Convenience  10 out of 10

Way too convenient. Once you start, you can't stop. You KNOW that. Plus if you munch on them with a drink, they salt up your mouth so you want to drink more as well. You would find a whole pack gets demolished if you had them with a glass of beer on a hot day so they are not food to eat every day. Still special occasion food.
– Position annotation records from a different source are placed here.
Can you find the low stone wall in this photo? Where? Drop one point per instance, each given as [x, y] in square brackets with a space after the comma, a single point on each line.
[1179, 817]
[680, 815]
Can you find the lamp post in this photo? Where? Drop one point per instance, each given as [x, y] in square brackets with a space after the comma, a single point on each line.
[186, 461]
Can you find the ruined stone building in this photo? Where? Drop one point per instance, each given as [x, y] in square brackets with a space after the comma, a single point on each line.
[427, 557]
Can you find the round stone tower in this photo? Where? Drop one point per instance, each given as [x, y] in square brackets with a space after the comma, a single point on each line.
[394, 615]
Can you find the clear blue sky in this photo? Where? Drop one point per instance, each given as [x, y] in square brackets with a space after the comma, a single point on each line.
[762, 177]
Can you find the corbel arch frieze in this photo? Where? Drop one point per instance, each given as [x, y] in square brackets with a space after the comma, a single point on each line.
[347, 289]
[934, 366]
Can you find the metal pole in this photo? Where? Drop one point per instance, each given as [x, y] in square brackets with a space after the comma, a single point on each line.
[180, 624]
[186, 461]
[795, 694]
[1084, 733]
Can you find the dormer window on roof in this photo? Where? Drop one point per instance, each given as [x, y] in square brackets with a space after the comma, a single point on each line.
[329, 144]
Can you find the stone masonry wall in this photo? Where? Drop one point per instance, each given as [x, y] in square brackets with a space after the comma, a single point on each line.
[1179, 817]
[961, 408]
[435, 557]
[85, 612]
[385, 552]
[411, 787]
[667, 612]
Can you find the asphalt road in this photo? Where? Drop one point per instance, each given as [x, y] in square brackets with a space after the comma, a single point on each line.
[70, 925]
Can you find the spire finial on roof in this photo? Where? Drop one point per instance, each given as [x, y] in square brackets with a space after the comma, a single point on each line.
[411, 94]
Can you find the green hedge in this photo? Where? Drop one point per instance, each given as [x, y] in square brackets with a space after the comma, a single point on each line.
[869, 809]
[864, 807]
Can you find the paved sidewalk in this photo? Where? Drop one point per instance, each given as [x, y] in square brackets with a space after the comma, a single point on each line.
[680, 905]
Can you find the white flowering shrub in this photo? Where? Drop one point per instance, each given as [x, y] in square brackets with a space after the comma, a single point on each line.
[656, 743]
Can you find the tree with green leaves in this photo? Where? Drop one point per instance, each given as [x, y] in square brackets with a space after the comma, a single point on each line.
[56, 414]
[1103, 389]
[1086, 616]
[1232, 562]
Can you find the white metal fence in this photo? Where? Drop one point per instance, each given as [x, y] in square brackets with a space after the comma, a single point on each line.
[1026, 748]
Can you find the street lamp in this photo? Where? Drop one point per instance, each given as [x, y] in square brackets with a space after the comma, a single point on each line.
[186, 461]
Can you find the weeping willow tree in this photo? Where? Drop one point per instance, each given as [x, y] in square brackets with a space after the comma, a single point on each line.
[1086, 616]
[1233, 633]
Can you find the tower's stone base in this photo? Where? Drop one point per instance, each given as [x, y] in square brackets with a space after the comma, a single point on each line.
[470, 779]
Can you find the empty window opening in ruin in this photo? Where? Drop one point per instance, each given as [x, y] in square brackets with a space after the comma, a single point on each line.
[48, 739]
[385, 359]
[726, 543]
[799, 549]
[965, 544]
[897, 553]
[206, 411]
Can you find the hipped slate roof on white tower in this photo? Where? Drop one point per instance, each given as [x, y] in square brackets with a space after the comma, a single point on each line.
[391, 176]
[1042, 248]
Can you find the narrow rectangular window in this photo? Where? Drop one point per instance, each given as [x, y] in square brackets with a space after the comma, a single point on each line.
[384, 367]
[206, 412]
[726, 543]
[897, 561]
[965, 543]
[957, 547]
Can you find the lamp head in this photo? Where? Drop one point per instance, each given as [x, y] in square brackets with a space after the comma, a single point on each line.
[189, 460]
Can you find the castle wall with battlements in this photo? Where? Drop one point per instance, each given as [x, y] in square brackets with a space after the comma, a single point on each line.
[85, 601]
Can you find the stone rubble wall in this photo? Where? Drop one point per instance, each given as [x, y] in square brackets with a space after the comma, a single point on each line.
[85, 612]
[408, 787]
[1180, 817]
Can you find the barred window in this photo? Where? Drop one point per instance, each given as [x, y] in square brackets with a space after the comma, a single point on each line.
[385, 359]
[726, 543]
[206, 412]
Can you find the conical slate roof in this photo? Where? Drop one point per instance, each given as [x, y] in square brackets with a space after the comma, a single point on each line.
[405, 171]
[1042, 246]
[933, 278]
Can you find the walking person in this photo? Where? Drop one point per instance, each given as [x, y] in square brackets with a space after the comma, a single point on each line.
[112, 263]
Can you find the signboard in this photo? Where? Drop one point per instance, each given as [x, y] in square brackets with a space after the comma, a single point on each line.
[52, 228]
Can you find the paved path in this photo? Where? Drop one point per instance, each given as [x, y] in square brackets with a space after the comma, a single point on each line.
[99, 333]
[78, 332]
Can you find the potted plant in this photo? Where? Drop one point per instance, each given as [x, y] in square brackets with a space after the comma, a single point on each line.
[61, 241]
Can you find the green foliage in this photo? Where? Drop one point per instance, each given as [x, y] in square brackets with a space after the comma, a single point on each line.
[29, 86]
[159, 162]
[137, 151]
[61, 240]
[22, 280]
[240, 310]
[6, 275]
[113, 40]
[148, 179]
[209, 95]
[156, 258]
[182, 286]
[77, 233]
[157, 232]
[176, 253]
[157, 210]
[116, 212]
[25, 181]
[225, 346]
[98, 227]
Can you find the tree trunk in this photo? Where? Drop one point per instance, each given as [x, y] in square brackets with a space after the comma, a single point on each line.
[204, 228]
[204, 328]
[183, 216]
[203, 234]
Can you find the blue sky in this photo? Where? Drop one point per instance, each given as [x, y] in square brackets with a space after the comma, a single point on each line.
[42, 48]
Sustainability 5 out of 10

Kettle are made in Australia by an Australian company. Ajitas are made in Indonesia for an Australian company The Vege Chip Co in Queensland. Both came in a similar foil-backed bag which we hope doesn't end up as trash on a nice beach somewhere.

Kettle had only 5 ingredients while the Ajitas had a high of 10 thanks to some sort of seasoning mix which we couldn't really detect. We had to wonder why do chips need yeast extract (is it for the glutamate?). And why do they need sugar or acidity regulator? Regardless of the brand we were left with an overwhelmingly taste of salt!

Ingredients

Kettle vegetable crisps

Root vegetables (orange sweet potato, beetroot, white sweet potato), sunflower oil, sea salt.

 Ajitas vegetable crisps

Orange and purple sweet potato, taro, vegetable oil, seasoning (sea salt, sugar, yeast extract, spice mix maltodextrin [tapioca starch], acidity regulator [citric acid]).


Overall score 3 APPLES

Apples 3 smllTotal = 31 out of 50.

Vegetable chips do not have enough nutrition advantages to call them a "healthier potato chip". A chip is still a chip! We would still rate them a special occasion food or a treat to be kept for a party, not something that you munch on each night. They do NOT count as a serve of vegetables!